Grande Encyclopédie Larousse 1971-1976Éd. 1971-1976
L

La Bruyère (Jean de) (suite)

Le livre semble, en effet, obéir à une triple orientation. Une bonne partie se compose d’aphorismes d’une clairvoyance désabusée, mais qui n’ont pas la cruauté des maximes de La Rochefoucauld. Peu d’indulgence, mais une générosité instinctive qui empêche La Bruyère de noircir son tableau. Chez lui, la sentence constate, affirme : elle ne juge pas, elle ne débouche pas sur la transcendance, elle n’obéit pas à des raisons métaphysiques. L’homme n’est pas, de par sa nature, corrompu. Il est tel qu’il se montre. Voilà une vision moins profonde que celle de La Rochefoucauld : au moins est-elle plus rassurante. À côté des sentences, les portraits, qui se glissent dans tous les chapitres. C’est là le domaine par excellence de La Bruyère : la variété corrosive de sa palette, le nombre de ses silhouettes, ce plaisir inavoué à étiqueter les êtres et à dénoncer leurs travers comme leurs ridicules offrent un plaisir rare à l’esprit. Mais remarquons que La Bruyère ne s’engage pas : l’acuité du trait, le goût pour la satire, l’humour froid divertissent sans provoquer l’émotion. L’auteur veut amuser en enseignant et il ne croit pas qu’il est possible d’amuser si l’on se montre trop sensible. Sa position est claire : « L’étude de la sagesse a moins d’étendue que celle que l’on ferait des sots », et ce sot, cet autre nous-même, qui « n’entre, ni ne sort, ni ne se lève, ni ne se tait, ni n’est sur ses jambes, comme un homme d’esprit », est la matière de son enquête. Sentences et portraits se complètent par des passages d’indignation généreuse d’un homme scandalisé par l’organisation sociale et politique de son temps. C’est sans doute par là que La Bruyère nous touche le plus. L’écrivain cède la place aux mouvements du cœur ; la sympathie qu’il porte à ceux qui souffrent semble autre chose qu’un sentiment superficiel. « Il y a une espèce de honte d’être heureux à la vue de certaines misères. » « Il y a sur la terre des misères qui saisissent le cœur [...]. De simples bourgeois, seulement à cause qu’ils étaient riches, ont eu l’audace d’avaler en un seul morceau la nourriture de cent familles. » On sent une émotion vive, et sa sévère critique des grands, des institutions, de la guerre offre un accent de révolte nouveau en ce siècle.

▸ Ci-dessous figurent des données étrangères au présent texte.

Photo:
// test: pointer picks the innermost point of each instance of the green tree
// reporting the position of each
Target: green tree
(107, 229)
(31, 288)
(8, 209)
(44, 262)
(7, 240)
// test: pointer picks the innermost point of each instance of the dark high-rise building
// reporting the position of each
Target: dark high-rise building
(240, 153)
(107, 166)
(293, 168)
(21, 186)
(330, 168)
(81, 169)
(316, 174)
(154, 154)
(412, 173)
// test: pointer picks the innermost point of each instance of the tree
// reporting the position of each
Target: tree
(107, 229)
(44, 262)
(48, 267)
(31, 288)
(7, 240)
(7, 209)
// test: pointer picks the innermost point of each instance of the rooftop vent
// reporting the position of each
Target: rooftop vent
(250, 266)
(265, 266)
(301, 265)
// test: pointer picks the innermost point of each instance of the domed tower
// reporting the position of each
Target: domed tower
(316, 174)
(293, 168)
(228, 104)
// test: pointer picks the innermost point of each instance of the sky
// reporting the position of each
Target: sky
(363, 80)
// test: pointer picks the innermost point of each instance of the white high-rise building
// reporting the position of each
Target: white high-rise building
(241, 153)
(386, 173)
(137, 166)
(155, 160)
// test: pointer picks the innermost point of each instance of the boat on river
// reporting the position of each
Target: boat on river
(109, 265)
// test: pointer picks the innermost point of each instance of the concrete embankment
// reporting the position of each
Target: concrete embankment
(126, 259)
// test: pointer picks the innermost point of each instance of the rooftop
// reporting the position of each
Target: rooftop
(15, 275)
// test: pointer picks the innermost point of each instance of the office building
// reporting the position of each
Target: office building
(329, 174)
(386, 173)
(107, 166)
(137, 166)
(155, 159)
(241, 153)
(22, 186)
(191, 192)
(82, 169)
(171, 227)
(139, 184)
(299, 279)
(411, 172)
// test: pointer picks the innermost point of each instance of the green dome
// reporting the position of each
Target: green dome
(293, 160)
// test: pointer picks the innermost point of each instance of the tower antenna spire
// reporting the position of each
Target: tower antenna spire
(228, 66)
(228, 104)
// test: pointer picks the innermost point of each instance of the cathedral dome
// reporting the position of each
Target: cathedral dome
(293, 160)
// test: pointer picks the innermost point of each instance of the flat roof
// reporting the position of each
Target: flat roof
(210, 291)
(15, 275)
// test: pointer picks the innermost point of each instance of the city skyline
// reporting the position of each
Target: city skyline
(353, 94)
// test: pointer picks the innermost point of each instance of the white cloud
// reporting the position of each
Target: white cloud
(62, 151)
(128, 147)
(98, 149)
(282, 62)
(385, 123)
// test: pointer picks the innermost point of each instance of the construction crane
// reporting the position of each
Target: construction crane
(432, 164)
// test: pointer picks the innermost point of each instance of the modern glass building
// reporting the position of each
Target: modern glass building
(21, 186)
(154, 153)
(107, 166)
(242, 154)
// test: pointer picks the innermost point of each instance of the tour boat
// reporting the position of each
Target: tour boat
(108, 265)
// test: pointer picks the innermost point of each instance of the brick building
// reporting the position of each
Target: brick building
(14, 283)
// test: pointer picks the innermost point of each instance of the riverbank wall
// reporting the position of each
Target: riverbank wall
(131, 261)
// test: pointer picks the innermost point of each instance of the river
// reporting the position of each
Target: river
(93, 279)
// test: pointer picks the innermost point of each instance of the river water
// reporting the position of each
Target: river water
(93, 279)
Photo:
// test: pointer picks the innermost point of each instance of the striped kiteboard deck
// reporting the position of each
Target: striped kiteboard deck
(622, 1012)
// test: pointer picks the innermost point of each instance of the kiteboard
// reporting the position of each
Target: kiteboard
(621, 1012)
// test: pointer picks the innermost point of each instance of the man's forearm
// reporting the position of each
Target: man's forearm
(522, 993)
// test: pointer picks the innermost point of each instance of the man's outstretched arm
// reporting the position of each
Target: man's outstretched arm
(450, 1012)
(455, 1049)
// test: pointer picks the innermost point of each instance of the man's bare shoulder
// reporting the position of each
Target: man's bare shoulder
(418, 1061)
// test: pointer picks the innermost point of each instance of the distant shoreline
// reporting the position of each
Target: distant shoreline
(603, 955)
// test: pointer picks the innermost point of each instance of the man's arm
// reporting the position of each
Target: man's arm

« Il faut exprimer le vrai pour écrire naturellement, fortement, délicatement »

Avoir le naturel, la force, la délicatesse, telle est l’ambition de La Bruyère. Son sens de la formule ramassée, ses tours vifs et piquants, son choix des attitudes et des détails révélateurs ne sont pas la moindre qualité d’un art accompli. La Bruyère est un très grand styliste. C’est même le style qui donne à l’œuvre son unité. On peut déjà parler d’une « écriture artiste », grâce aux rythmes, au choix des mots, à l’agencement de la phrase. On a remarqué le caractère moderne des analyses de La Bruyère, qui tranchent sur la simplicité classique de ses prédécesseurs. La contrepartie en est qu’on peut déceler une certaine préciosité, un goût de la recherche qui n’est pas loin du procédé. À force de vouloir être incisif, La Bruyère exagère son dessein. Chez lui, remarquait déjà Sainte-Beuve, « l’art est grand, très grand ; il n’est pas suprême, car il se voit et il se sent ». On pense aussi à cette phrase de La Rochefoucauld, qui semble assez exactement s’appliquer aux Caractères : « Le plus grand défaut de la pénétration n’est pas de n’aller point jusqu’au but, c’est de le passer. »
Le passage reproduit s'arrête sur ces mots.